PCJPB purchased the seventeen Bombardier cars (ten coaches and seven cab cars) from Sound Transit, which oversees the Seattle-region Sounder commuter rail service. Sound Transit had ordered thirty-two cars in 1999 to be delivered in 2001 for a planned system expansion, and a combination of events, where the manufacturer completed the cars ahead of schedule and the expansion plans were unexpectedly delayed, left the cars available for Caltrain. The cars made their debut on June 28, 2002, during the groundbreaking ceremony that accompanied the launch of CTX; dignitaries had boarded the low-floor Bombardier cars at South San Francisco and rode up to 4th and King.
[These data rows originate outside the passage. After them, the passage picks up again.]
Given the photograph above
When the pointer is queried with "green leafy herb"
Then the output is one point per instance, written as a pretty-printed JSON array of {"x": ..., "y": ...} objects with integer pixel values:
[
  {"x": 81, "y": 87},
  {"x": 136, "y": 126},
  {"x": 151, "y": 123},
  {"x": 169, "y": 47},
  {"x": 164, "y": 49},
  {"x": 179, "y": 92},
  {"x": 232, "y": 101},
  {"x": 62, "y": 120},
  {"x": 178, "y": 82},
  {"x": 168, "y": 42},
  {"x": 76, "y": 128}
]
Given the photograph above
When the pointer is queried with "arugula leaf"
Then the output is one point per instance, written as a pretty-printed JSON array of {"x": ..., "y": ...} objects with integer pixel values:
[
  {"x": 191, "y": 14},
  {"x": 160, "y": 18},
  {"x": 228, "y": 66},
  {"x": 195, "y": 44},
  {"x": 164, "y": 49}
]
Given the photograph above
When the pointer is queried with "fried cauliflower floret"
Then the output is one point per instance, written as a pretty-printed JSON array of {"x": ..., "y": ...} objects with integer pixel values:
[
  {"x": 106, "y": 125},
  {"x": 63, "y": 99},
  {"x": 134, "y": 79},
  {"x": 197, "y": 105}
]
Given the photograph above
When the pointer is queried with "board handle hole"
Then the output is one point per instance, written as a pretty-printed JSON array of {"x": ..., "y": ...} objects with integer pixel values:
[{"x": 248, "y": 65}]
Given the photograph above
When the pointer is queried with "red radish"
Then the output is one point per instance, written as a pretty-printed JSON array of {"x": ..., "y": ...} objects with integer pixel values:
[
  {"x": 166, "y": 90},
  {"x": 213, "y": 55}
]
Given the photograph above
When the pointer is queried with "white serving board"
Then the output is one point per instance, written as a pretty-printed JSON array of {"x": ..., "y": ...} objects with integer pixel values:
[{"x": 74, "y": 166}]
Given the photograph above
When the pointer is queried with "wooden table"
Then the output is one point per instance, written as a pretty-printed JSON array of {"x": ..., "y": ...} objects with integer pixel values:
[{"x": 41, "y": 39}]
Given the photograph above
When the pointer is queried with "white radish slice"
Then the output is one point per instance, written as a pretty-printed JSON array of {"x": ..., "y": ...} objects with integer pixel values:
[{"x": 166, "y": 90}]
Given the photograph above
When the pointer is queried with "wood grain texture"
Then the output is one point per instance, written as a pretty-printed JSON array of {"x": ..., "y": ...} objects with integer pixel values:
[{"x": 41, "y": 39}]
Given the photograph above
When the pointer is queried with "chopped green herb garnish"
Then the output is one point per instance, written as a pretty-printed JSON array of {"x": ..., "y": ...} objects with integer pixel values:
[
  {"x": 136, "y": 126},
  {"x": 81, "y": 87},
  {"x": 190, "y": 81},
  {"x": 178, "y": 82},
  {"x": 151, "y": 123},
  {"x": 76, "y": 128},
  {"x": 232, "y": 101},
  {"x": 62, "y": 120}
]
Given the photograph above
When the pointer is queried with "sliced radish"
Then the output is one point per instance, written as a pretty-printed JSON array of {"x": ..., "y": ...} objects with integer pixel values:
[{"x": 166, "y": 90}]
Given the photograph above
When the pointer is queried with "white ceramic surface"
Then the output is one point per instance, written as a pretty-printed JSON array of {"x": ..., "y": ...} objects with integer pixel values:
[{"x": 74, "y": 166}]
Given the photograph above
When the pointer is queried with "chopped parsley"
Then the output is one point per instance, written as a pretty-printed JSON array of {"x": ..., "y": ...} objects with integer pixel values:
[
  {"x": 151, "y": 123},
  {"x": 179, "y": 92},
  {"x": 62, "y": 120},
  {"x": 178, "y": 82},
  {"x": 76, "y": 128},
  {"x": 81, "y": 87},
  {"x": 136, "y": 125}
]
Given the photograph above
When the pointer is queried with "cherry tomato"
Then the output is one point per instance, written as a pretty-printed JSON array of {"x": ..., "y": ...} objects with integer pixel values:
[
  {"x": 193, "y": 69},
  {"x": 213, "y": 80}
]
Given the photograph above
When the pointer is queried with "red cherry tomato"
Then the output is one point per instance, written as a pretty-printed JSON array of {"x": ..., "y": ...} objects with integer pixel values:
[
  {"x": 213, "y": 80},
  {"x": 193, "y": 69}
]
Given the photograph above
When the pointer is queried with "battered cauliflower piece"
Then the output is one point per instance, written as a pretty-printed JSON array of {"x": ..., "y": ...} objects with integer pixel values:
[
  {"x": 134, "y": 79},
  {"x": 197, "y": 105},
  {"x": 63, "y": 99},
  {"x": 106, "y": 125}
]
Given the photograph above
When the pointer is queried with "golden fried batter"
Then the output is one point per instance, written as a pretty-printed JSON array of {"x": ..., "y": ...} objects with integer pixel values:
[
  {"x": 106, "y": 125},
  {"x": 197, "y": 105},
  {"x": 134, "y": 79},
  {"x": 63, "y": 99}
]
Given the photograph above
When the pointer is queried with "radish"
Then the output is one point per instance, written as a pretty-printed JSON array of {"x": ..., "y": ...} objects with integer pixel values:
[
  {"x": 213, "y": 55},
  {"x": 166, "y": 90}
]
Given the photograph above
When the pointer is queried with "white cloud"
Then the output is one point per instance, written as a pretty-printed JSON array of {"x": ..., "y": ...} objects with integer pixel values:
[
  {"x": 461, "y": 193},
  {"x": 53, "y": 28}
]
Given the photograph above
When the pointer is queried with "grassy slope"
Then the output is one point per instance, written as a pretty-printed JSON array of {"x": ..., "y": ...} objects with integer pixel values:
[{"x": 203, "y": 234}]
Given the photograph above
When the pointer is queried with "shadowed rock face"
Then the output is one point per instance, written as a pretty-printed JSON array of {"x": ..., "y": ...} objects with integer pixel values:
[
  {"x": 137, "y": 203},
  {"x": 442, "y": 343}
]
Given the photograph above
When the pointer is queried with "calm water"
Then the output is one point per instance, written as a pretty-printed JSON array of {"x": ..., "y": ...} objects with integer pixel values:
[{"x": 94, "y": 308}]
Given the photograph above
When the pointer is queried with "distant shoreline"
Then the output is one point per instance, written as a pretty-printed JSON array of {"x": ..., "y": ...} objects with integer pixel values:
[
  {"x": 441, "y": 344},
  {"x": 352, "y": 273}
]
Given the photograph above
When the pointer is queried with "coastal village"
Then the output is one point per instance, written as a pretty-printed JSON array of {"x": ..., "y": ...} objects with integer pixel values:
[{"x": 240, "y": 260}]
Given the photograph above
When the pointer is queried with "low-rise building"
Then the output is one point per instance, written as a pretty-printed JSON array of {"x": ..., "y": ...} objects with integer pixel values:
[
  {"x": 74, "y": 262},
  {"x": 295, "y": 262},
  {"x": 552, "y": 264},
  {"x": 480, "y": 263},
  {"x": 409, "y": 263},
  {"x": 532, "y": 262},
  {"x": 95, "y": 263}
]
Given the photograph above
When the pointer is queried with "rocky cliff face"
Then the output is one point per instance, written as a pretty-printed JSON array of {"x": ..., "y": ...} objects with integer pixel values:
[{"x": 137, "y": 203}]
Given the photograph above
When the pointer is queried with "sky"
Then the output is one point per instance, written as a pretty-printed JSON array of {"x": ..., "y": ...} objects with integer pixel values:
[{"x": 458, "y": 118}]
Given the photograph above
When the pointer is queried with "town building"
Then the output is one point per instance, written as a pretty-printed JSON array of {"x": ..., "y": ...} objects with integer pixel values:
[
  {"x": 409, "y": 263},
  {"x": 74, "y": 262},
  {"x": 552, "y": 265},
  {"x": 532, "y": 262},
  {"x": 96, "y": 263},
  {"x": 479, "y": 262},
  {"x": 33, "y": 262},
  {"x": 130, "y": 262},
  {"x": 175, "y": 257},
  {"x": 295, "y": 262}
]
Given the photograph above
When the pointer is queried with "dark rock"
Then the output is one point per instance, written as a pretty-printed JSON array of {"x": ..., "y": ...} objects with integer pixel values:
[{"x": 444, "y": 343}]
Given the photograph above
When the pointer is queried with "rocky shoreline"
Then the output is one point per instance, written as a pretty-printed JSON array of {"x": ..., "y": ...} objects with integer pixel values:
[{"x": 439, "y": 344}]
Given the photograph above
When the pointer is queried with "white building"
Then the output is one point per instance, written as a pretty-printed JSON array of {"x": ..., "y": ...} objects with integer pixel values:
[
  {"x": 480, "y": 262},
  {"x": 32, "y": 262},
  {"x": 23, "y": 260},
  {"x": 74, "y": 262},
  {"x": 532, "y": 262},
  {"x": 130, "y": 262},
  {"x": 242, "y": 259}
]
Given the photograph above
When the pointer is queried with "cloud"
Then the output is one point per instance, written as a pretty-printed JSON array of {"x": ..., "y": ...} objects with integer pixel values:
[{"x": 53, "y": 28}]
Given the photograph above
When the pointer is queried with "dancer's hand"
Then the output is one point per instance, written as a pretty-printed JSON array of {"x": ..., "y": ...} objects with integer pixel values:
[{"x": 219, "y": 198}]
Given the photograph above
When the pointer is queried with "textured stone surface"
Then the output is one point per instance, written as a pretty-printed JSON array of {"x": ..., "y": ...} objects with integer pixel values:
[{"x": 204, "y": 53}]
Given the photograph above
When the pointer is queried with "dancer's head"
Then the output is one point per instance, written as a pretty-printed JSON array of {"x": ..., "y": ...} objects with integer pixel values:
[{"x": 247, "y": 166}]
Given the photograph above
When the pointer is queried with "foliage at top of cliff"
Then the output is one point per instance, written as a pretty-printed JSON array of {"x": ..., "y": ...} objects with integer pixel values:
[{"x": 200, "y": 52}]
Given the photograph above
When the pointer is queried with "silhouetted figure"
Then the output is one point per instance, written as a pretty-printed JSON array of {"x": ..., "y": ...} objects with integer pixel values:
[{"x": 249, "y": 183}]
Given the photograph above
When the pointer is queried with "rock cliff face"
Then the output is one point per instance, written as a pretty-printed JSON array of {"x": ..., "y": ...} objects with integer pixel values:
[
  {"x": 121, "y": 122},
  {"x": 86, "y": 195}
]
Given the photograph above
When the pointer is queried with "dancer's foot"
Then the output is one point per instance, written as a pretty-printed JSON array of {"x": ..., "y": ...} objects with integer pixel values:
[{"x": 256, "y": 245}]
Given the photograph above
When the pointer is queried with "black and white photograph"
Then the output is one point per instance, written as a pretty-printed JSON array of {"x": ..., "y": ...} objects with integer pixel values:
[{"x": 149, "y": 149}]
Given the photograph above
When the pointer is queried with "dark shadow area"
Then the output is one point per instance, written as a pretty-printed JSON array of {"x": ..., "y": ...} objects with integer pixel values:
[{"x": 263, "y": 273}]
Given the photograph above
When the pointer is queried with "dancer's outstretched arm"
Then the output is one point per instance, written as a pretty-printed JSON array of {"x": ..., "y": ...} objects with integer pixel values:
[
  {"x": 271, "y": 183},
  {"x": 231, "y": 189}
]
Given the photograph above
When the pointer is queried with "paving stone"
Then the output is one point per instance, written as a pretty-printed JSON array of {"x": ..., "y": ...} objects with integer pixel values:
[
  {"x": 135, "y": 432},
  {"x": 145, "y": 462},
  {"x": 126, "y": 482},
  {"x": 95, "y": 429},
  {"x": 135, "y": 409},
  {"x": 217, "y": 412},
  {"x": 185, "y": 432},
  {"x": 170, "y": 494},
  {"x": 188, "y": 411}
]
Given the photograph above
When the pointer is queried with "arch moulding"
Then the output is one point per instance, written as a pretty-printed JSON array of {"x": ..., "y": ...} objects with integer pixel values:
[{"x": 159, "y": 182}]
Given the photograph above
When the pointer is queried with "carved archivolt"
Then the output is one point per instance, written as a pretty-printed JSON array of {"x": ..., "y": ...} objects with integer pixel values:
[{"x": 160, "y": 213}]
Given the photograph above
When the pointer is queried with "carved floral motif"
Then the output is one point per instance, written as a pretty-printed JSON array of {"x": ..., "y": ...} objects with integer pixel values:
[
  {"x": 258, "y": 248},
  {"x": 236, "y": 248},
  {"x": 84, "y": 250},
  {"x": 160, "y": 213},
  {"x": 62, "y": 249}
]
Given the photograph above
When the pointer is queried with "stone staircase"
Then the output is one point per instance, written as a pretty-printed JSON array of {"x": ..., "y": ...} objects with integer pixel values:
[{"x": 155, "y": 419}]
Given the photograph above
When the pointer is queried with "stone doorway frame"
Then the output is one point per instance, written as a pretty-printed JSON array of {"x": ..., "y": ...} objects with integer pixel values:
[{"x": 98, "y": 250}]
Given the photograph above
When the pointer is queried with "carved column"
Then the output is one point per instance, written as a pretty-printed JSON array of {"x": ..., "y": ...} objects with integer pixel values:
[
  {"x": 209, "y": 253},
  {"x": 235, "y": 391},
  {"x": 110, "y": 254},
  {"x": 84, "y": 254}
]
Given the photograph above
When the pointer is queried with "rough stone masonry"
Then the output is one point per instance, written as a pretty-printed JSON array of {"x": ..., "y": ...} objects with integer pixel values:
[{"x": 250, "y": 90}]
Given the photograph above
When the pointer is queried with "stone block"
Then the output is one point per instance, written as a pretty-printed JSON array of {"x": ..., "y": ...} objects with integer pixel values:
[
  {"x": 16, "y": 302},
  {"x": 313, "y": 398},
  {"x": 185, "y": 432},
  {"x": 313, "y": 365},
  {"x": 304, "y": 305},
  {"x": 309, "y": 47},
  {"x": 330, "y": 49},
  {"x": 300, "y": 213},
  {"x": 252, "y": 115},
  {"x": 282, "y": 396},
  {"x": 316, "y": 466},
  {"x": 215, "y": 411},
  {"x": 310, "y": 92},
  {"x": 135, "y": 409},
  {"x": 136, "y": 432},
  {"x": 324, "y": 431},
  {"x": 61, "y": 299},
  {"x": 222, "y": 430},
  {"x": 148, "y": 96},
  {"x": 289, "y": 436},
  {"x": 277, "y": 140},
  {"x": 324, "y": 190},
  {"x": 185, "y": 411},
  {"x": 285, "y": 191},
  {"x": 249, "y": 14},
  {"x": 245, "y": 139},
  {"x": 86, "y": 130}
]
Bombardier cars entered revenue service in October 2002. During the first year of Baby Bullet service in 2004, the five-car Bombardier consists had a capacity of only sixteen bicycles per train, and carried heavy passenger loads.

As part of the 2024 Caltrain electrification project, Stadler KISS EMUs were introduced on the line. The MP36PH-3C locomotives and BiLevel Coaches remain in service, now exclusively serving the South County Connector between San Jose Diridon and Gilroy.